Of all the bands who've dealt with such changes, there are two that I personally feel have evolved into their strongest version.  The first of those two is Metallica, not because I think the death of Cliff Burton helped the band or that current bassist Robert Trujillo is better, and not because I think Dave Mustaine was not a good player.  Over the years I think the band has grown tighter from dealing with these changes and with Kirk on guitar and Robert on bass the band sounds better today than they ever have, at least since the early era with Cliff.  No disrespect to Jason Newsted, but I think the band was too busy hazing him and taking their grief over Cliff's death out on him to utilize him properly.  Whether Robert is just a better fit or they learned their lesson after Jason left, the band seems more solid and prepared to return to their roots and the growth between the last two albums is compelling evidence.  KoRn is the other band who I think has finally found their ultimate lineup, with their drummer as the only non-original member.  The first change came in 2004 when guitarist Brian "Head" Welch left the band to overcome drug addiction.  After releasing one album as a 4-piece band, drummer David Silveria left to pursue other interests, including the restaurant business.  Eventually, current drummer Ray Luzier became a permanent member and "Head" returned on a full-time basis after helping the band make one of their tightest, heaviest albums to date. 
Silveria spent much of his time out of the band making derogatory comments about all members, curiously halting his attack as the 20th anniversary of their debut album approached.  Although Silveria announced his interest in returning to the band to "help return the grove", singer Jonathan Davis replied by saying he would "never never play with him again", a reference to their song "Never Never" from their latest album "The Paradigm Shift".

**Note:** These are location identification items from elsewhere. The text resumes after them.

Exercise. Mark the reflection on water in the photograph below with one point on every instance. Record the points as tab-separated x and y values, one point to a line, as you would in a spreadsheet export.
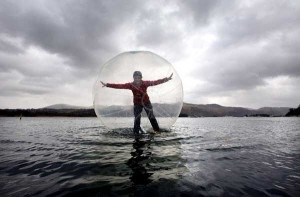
197	157
140	158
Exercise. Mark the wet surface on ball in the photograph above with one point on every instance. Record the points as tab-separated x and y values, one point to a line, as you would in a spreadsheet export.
114	107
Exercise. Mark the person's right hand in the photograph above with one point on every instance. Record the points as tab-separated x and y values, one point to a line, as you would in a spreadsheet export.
103	84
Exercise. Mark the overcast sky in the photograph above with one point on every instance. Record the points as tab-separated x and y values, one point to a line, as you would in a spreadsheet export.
233	53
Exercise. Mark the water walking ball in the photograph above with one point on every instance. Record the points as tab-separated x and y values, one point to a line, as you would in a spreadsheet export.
114	107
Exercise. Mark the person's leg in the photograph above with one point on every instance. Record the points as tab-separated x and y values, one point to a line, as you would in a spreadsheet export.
149	110
137	109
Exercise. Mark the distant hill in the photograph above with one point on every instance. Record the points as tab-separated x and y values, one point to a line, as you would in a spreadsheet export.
215	110
188	110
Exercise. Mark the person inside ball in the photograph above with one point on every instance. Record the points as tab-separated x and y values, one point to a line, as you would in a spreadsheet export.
141	99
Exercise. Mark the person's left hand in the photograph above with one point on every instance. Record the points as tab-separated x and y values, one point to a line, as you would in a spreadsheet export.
169	78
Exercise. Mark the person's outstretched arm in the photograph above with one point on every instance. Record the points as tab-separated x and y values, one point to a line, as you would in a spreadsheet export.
116	86
159	81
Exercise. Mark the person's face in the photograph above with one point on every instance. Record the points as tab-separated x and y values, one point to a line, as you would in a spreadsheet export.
137	78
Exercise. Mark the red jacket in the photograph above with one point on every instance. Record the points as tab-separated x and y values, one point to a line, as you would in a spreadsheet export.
140	95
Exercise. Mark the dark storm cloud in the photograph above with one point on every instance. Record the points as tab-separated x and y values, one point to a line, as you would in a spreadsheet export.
254	42
78	30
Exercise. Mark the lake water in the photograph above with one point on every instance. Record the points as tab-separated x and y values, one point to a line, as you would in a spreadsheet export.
197	157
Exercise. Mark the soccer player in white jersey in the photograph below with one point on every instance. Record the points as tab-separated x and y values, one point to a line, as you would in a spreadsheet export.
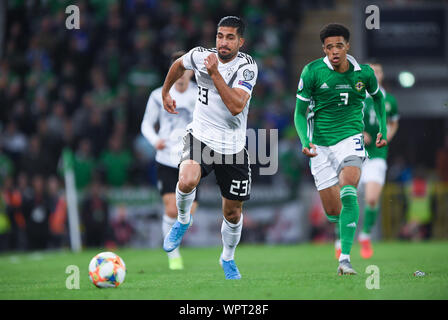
217	135
168	143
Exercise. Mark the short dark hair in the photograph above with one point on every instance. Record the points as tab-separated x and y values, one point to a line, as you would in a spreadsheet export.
334	30
234	22
176	55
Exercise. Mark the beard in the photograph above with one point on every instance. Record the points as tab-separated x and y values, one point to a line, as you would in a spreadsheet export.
226	57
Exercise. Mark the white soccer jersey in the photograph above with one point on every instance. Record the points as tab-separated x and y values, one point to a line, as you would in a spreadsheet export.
213	124
172	126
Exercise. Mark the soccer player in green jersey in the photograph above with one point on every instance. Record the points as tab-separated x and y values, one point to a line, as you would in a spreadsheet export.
332	90
374	169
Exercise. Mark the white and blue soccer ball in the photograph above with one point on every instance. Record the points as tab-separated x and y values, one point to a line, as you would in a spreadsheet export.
107	270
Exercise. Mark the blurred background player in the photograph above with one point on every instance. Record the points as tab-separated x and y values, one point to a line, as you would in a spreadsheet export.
333	89
374	168
226	78
168	143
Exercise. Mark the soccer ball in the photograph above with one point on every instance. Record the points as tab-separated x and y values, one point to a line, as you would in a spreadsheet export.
107	270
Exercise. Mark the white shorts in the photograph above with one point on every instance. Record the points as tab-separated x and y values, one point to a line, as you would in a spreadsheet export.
374	170
328	163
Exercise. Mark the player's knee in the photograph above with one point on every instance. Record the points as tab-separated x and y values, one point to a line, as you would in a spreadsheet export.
187	184
171	211
371	202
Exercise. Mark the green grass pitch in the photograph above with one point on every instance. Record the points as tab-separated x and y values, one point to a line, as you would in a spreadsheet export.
304	271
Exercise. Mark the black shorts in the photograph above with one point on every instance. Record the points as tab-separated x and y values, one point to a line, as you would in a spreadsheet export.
232	171
167	178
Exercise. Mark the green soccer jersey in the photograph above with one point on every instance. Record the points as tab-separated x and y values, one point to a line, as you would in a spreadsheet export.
371	125
336	99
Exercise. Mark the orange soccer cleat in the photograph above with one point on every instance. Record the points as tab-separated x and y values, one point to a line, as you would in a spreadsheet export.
366	248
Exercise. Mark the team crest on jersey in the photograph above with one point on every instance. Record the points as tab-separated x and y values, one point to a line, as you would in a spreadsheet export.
300	84
248	75
359	85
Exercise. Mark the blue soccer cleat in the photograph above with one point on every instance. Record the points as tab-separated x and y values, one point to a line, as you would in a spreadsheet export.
230	269
175	235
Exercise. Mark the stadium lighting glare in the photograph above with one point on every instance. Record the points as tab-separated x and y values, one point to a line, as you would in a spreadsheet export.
406	79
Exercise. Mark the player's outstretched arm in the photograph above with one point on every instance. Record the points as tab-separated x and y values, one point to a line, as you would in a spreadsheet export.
235	99
301	127
174	73
380	110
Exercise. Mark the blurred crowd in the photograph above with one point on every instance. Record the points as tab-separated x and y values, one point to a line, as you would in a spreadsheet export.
86	89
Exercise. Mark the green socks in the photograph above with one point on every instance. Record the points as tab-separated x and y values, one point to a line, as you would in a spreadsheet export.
348	219
370	215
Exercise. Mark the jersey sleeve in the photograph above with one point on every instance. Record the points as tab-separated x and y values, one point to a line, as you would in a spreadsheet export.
306	85
246	78
189	60
372	86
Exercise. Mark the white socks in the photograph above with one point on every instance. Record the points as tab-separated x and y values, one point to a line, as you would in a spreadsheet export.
184	201
167	223
231	235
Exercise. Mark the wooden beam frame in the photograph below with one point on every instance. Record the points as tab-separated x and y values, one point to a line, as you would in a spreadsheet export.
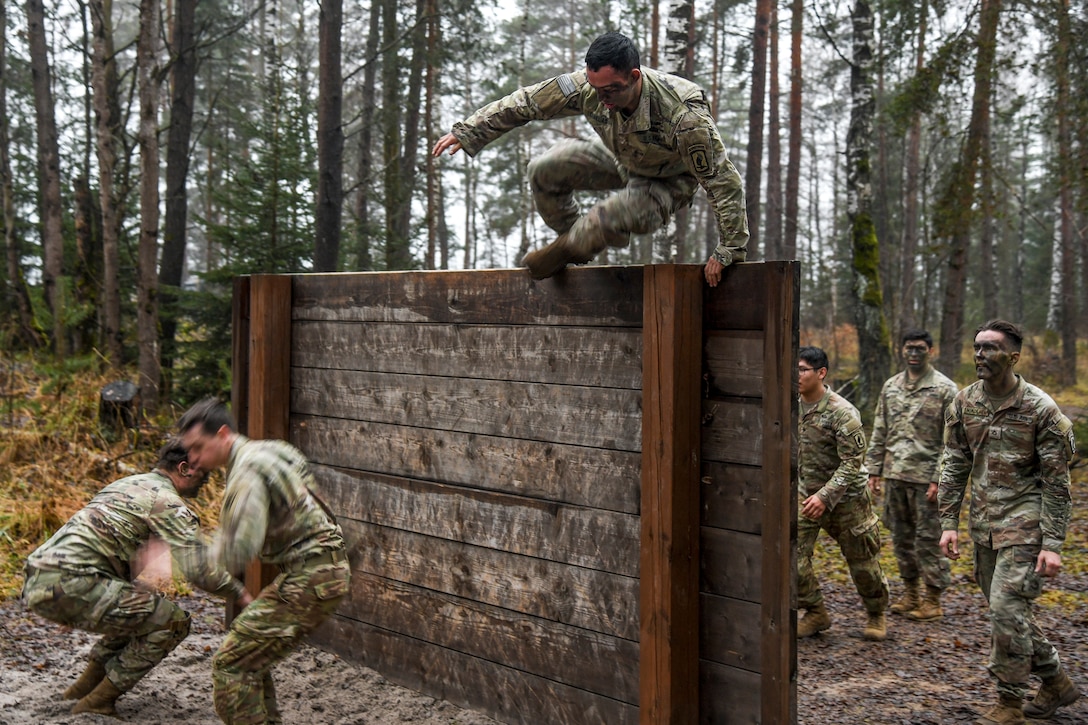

Ultimately, the "classic lineup" is going to be the one that everyone wants to see, with very few exceptions.  Nostalgia plays a big part in how adamant the fans can be about only accepting the original lineup of a band.  The connection that is made between a band and their fans often leads to more than casual interest in the music but more of a vested interest in who is making it.  Many bands have managed to overcome lineup changes and sound just as good or better with different members but some fans just cannot accept the changes and are convinced it could be better.  In some cases, they're right, otherwise they're just too stuck on logistics to accept the fact that the relationship between the creative entities in a band is far more difficult to manage than many people can appreciate.